Comédiens-chanteurs talentueux et investis
Aimer, cependant, n’a jamais suffi à faire ni une belle aventure ni un bon spectacle. Ici, c’est aussi le travail d’un groupe de comédiens-chanteurs talentueux et investis jusqu’à la racine des cheveux. Quand Philippe Gouin, au côté de Ruben assis en tailleur sur un cube, interprète le Petit Garçon de Reggiani, non seulement on est convaincu depuis longtemps que ce grand gaillard aux larges épaules est un gamin de cinq ans, mais de surcroît, les larmes ne nous restent pas sous les paupières.

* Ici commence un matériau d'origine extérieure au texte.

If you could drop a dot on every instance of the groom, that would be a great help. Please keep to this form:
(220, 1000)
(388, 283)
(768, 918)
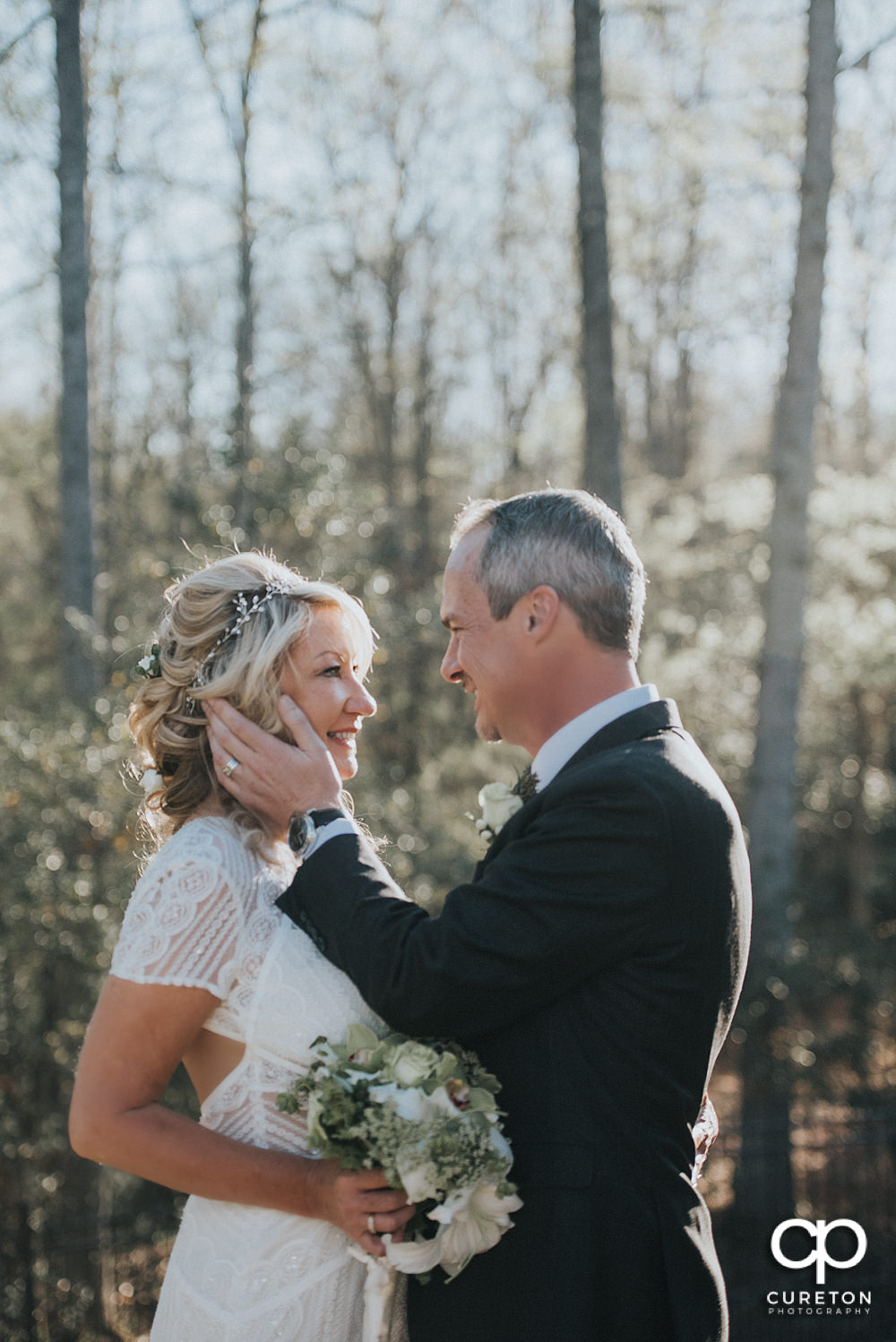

Et les moments bouleversants, on a tous dans nos histoires de quoi en piocher, et les chansons sont des ricochets qui font forcément mouche à un moment ou un autre.
De même, l’adolescente insupportable qui deviendra jeune femme, interprétée par Stéphanie Cavaillès (en alternance avec Camille Voitellier), fraîche et éclatante, nous offre un moment de fou rire avec le Blues de l’ado. Mais elle sait devenir plus profonde, avec sa voix de soprano bien posée, en duo avec Mariline Gourdon, dans Ma fille de Serge Reggiani. Quant à Mariline Gourdon, elle déborde d’humour et d’énergie et campe une très jolie maman des années soixante‑dix.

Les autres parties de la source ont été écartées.